“People [would throw] pebbles at my window in the middle of the night to wake me up and tell me nice, sweet things,” says St. Stephen’s and St. Agnes School math teacher, Mr. Cortez. To many, this may sound like the iconic scene from the 1989 Romantic Comedy, Say Anything, where John Cusack stands in front of his ex-girlfriend’s house and holds a giant boombox over his head, a grand romantic gesture to win her back. However, this was the reality of how many high school students made an effort to see their significant other before new online forms of communication started. Nowadays, you can just text a person to strike up a conversation if you want to talk to them. Although less romantic, this is our unfortunate reality.
While this was a romantic gesture Mr. Cortez received, when an anonymous boy at SSSAS was asked what was the most romantic gesture he’d ever received, he replied, “when a girl wanted to make out with me.” These two responses are both answers to the same question, which may come as a surprise, but the difference between these two stories is an outlook to how romance has changed over the years.

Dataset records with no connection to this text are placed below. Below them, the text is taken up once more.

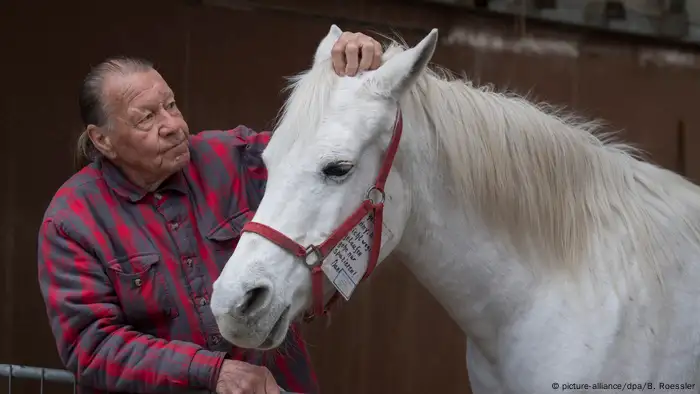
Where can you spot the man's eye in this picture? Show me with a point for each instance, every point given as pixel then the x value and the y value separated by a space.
pixel 337 170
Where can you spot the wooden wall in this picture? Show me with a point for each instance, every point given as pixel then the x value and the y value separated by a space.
pixel 226 66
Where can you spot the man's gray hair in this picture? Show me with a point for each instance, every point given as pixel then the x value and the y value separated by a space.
pixel 93 109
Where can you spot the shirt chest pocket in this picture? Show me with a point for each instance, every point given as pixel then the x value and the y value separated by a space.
pixel 224 236
pixel 142 289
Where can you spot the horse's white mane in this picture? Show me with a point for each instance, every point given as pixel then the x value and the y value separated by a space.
pixel 535 175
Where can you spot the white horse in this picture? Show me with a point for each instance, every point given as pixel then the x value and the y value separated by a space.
pixel 570 264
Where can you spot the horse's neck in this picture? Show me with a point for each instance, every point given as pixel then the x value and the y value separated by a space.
pixel 479 283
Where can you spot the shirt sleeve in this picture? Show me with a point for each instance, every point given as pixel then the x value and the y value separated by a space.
pixel 93 340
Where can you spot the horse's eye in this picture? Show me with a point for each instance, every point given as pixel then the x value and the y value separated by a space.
pixel 338 169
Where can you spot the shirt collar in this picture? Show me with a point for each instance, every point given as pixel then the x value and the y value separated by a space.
pixel 118 182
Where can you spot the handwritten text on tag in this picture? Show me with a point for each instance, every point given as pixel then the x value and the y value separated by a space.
pixel 347 262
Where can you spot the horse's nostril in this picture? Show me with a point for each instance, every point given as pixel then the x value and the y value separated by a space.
pixel 253 300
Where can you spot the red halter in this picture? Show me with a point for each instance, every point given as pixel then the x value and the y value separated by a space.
pixel 321 251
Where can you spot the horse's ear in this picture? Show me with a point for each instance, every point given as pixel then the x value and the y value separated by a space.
pixel 323 51
pixel 399 73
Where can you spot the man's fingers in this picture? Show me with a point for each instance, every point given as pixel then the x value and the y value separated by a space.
pixel 368 53
pixel 377 59
pixel 338 55
pixel 352 55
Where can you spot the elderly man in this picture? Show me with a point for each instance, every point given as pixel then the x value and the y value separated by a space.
pixel 130 246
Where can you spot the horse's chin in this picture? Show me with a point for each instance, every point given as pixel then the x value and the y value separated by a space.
pixel 266 335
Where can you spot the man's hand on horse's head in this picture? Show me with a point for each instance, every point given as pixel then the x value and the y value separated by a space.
pixel 355 52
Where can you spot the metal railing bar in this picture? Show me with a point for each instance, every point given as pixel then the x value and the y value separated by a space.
pixel 36 373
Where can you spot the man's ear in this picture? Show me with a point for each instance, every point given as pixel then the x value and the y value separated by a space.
pixel 399 73
pixel 101 140
pixel 323 51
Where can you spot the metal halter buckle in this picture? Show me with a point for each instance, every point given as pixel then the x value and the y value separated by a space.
pixel 312 250
pixel 382 195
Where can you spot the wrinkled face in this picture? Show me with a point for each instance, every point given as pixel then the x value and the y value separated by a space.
pixel 315 181
pixel 149 135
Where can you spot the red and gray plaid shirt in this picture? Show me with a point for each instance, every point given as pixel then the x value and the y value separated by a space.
pixel 127 275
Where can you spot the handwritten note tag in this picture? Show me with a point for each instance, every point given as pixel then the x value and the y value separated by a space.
pixel 347 262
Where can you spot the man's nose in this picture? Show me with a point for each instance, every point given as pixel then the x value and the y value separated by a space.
pixel 169 126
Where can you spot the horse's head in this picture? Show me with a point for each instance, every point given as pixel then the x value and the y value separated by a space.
pixel 324 157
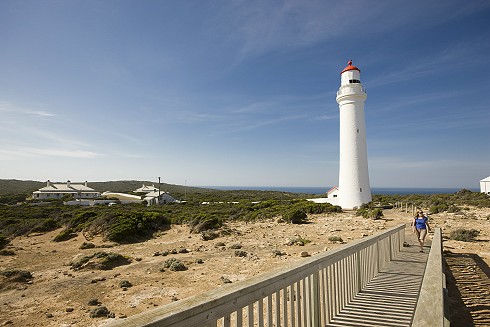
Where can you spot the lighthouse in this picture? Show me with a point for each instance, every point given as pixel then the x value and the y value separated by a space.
pixel 354 188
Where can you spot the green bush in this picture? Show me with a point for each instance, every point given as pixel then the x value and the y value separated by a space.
pixel 335 239
pixel 16 275
pixel 65 235
pixel 295 216
pixel 174 265
pixel 465 235
pixel 101 260
pixel 133 226
pixel 47 225
pixel 3 241
pixel 370 213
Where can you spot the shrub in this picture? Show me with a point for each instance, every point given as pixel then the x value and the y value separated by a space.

Because of access to phones and texting nowadays, romance is lacking face-to-face interactions. In most cases, to actually date someone, you need to first be in the “talking stage,” which almost always begins over text. An anonymous girl student at SSSAS says, “People nowadays with talking stages [over text], and this and that, aren’t going to come up to your door and bring you flowers.” Maybe real-life romance never looked just like a Rom-Com, but now phones are only taking us further away from it. Instead of getting rocks thrown at your bedroom window, now you just receive a text.
According to Art History and Yearbook teacher at SSSAS, Mrs. Sandoval, it’s not just the introduction of online communication that’s different, but she’s observed a difference in interactions at school as well. She says that the separation between boys and girls in class and during lunch stands out as something that’s changed from when she was in high school. She says that even when she first started working at SSSAS, flirting was more obvious among students but that she rarely notices it at all now, if ever. Not only this, but public displays of affection, like handholding at school, were totally normalized when Mrs. Sandoval was in high school. Now, such affection seems forbidden because students fear judgment from their peers. Mr. Cortez says that he’s observed that at school dances, no one dances with someone, but that everyone dances together. He notices a lack of “personal investment,” he says that he wonders if this is because it is too risky, and that our generation seems tentative towards that, a difference from past generations. Mrs. Sandoval even questioned, “Do kids even go on real dates anymore?”
In an interview with famous actress Reese Witherspoon on Page Six (A news entertainment source about celebrity gossip), she explained that it is so apparent that this generation socializes differently from past generations. Her take on this was the fact that maybe the decline in production of rom-coms has something to do with it. In the past 15 years, there have been fewer and fewer rom-coms coming out in theaters, and even “big movie stars [not] being in rom-coms.” This could be because of the rise of social media substituting television. Social media captured this idea that rom-coms were cringy and that there was better entertainment out there. However, Reese hinted that rom-coms “are where we [her generation] learned social dynamics.” Everyone always knows the ending of a rom-com; the main character ends up with the person they’ve been chasing, but the plot always differs. What’s helpful about this is that depending on the rom-com, the audience can see themself in the characters, “and imagine and visualize dating skills.” For instance, let’s say you were scared to ask someone out, but so is your favorite character in this movie you are watching. By watching the character model, you can figure out what to do in this situation on your own.
Witty banter has also been less apparent. Nothing can compare to the banter between characters like Andie Anderson and Benjamin Barry in How to Lose a Guy in 10 Days, or Harry Burns and Sally Albright in When Harry Met Sally, but people nowadays struggle to simply hold a conversation over the phone. Although this might not all be because we don’t have TV shows or Rom-Coms produced like this anymore, we still don’t have anything like this to look up to. Instead, we have social media to rely on, which could end up confusing people who are trying to look for romantic advice.
Chivalry was dead a long time ago, but now, due to phones, romance is dead too.